Tetapi al-Khatib membantah klaim ini, mengatakan ambulans tersebut memiliki lampu darurat dihidupkan.
“Kami di PRCS telah terbiasa dengan tuduhan palsu Israel dan cerita yang difabrikasi mengenai apa yang terjadi di Jalur Gaza,” kata al-Khatib.
“Kami percaya bahwa seluruh dunia, termasuk perwakilan media, kini menyadari siapa yang mengatakan kebenaran,” tambahnya.
🚨Masyarakat Bulan Sabit Merah Palestina Meminta Penyelidikan Internasional Independen untuk Meminta Pertanggungjawaban Orang-orang yang Bertanggung Jawab atas Kejahatan Menargetkan Tim Ambulans di Rafah
Masyarakat Bulan Sabit Merah Palestina (PRCS) menegaskan bahwa penargetan konvoi ambulansnya oleh Israel… pic.twitter.com/yvTUxnOLAm
— PRCS (@PalestineRCS) 7 April 2025
Dalam pernyataannya, PRCS mengatakan area tersebut tidak diklasifikasikan sebagai “zona merah” pada saat tanggapan darurat, yang berarti tidak ada koordinasi sebelumnya yang diperlukan untuk mengakses situs tersebut.
Ini mengatakan selama beberapa hari setelah itu, pasukan Israel mencegah tim penyelamat untuk mengakses area dengan dalih bahwa itu adalah “zona merah”.
Kemudian hanya diizinkan akses terbatas, selama itu tim PRCS mengambil kembali tubuh anggota Pemadam Kebakaran sebelum pasukan Israel memaksa tim penyelamat untuk mundur, katanya.
Pada 30 Maret, tubuh 14 orang lain ditemukan di “kuburan massal secara brutal dan merendahkan martabat manusia”, tambah PRCS.
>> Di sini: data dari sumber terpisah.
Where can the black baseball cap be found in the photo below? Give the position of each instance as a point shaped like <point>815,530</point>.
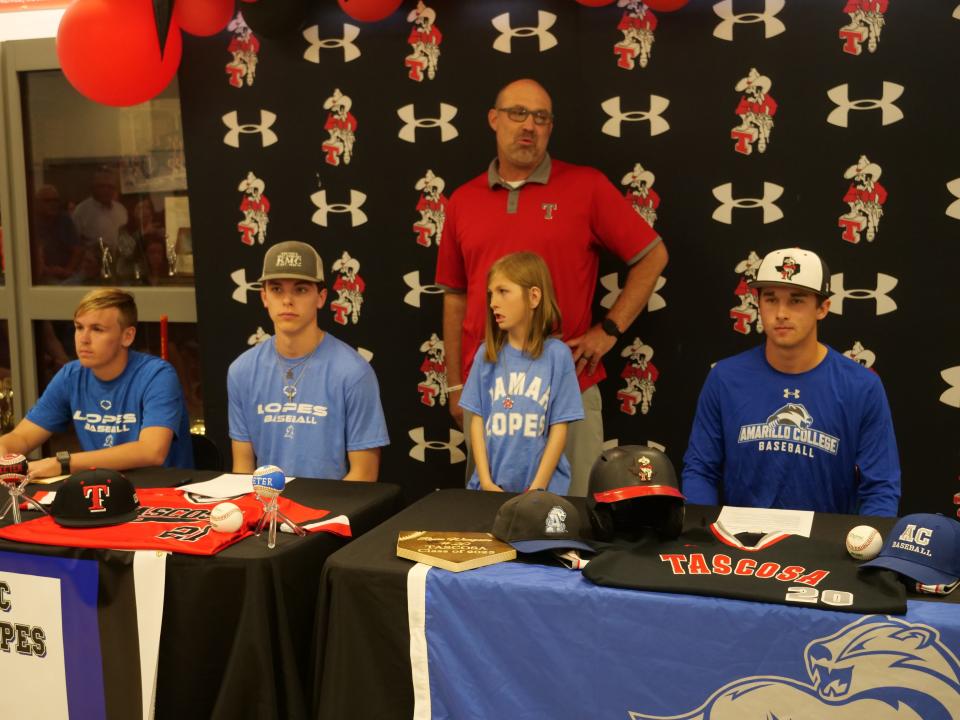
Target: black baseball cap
<point>95,498</point>
<point>539,520</point>
<point>292,260</point>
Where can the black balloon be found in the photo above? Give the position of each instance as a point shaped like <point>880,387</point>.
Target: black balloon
<point>273,18</point>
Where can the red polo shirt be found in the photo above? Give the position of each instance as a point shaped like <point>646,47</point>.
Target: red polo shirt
<point>563,212</point>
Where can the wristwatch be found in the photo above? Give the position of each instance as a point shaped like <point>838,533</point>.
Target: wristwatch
<point>63,457</point>
<point>610,328</point>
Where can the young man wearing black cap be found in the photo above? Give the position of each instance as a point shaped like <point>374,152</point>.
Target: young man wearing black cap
<point>126,407</point>
<point>303,400</point>
<point>793,423</point>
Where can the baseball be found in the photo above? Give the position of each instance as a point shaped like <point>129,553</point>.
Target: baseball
<point>226,517</point>
<point>864,542</point>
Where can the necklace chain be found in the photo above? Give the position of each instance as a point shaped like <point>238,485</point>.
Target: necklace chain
<point>290,385</point>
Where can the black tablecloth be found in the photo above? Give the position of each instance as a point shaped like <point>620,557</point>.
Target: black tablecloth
<point>363,664</point>
<point>237,626</point>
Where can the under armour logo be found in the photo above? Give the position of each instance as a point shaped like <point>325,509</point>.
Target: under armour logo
<point>771,24</point>
<point>350,50</point>
<point>885,303</point>
<point>611,106</point>
<point>953,210</point>
<point>419,450</point>
<point>504,40</point>
<point>409,131</point>
<point>258,337</point>
<point>611,283</point>
<point>724,211</point>
<point>412,280</point>
<point>357,216</point>
<point>840,95</point>
<point>239,277</point>
<point>951,376</point>
<point>267,136</point>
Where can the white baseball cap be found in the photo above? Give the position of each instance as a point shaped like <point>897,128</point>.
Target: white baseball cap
<point>793,267</point>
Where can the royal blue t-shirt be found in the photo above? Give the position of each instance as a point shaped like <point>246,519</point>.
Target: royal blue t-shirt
<point>336,409</point>
<point>519,398</point>
<point>819,440</point>
<point>146,394</point>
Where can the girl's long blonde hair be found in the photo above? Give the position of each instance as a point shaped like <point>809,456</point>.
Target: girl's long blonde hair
<point>528,270</point>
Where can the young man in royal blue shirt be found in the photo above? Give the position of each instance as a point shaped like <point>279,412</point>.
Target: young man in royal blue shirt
<point>793,423</point>
<point>303,400</point>
<point>127,407</point>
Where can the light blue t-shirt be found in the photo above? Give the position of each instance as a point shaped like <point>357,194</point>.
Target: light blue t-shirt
<point>336,409</point>
<point>146,394</point>
<point>519,398</point>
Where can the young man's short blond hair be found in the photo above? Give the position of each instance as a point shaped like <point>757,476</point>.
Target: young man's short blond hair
<point>103,298</point>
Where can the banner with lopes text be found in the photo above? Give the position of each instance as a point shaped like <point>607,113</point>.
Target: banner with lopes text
<point>75,640</point>
<point>527,641</point>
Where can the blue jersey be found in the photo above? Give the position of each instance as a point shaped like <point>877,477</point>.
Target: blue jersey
<point>336,409</point>
<point>104,414</point>
<point>519,398</point>
<point>819,440</point>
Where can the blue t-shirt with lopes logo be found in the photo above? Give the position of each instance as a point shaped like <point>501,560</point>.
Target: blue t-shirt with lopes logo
<point>105,414</point>
<point>336,409</point>
<point>819,440</point>
<point>519,398</point>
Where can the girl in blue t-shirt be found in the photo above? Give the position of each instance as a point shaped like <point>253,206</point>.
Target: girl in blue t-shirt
<point>523,386</point>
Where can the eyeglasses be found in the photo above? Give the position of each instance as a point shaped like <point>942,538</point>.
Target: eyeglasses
<point>520,113</point>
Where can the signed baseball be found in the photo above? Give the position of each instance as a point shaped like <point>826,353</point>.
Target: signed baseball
<point>226,517</point>
<point>864,542</point>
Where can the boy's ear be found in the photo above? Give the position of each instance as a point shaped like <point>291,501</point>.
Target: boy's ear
<point>535,295</point>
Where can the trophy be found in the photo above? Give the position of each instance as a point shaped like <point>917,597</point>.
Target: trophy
<point>13,474</point>
<point>268,483</point>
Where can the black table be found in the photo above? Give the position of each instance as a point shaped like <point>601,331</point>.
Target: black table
<point>364,647</point>
<point>237,626</point>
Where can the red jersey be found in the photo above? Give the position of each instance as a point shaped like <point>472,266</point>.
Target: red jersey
<point>170,520</point>
<point>567,218</point>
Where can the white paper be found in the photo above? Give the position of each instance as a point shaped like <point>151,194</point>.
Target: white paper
<point>764,520</point>
<point>227,485</point>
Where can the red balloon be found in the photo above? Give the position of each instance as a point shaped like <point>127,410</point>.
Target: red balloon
<point>369,10</point>
<point>202,17</point>
<point>110,52</point>
<point>665,5</point>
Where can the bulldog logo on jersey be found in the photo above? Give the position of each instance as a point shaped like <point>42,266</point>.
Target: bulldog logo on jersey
<point>433,387</point>
<point>874,662</point>
<point>432,206</point>
<point>255,208</point>
<point>861,355</point>
<point>640,376</point>
<point>341,127</point>
<point>789,429</point>
<point>637,25</point>
<point>866,22</point>
<point>243,49</point>
<point>755,110</point>
<point>865,199</point>
<point>746,314</point>
<point>349,287</point>
<point>424,41</point>
<point>640,193</point>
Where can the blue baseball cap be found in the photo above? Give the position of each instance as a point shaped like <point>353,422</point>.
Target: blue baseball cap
<point>924,547</point>
<point>539,520</point>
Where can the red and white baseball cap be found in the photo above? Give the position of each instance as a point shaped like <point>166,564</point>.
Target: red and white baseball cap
<point>793,267</point>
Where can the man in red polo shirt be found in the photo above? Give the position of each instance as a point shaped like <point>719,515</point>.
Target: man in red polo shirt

Serangan itu dikutuk oleh Pemadam Kebakaran, Kantor Media Pemerintah Gaza, Hamas, dan Komisioner Tinggi PBB untuk Hak Asasi Manusia, Volker Turk, yang mengatakan insiden tersebut menimbulkan kekhawatiran atas kemungkinan “kejahatan perang” oleh militer Israel.
Sementara itu, Tom Fletcher, kepala Kantor Koordinasi Urusan Kemanusiaan PBB, mengatakan bahwa sejak Israel melanggar gencatan senjata di Gaza pada 18 Maret dan melanjutkan perangnya terhadap enklave itu, serangan udara Israel telah menghantam “area yang padat penduduk” dengan “pasien tewas di tempat tidur rumah sakit mereka, ambulans ditembaki, petugas pertama dibunuh”.
Menurut UNRWA, setidaknya 408 pekerja bantuan, termasuk lebih dari 280 anggota staf UNRWA, telah tewas oleh pasukan Israel di Gaza sejak perang dimulai pada 7 Oktober 2023.
Kementerian Kesehatan Gaza mengatakan bahwa sejak 18 Maret, setidaknya 921 orang telah tewas di wilayah tersebut, menambahkan lebih dari 50.000 tewas sejak perang dimulai – kebanyakan dari mereka anak-anak dan perempuan.
Kekerasan itu mendorong para kepala enam lembaga PBB untuk meminta pada Senin agar gencatan senjata yang dipecahkan oleh Israel segera diperbarui dan masuknya bantuan kemanusiaan ke Gaza.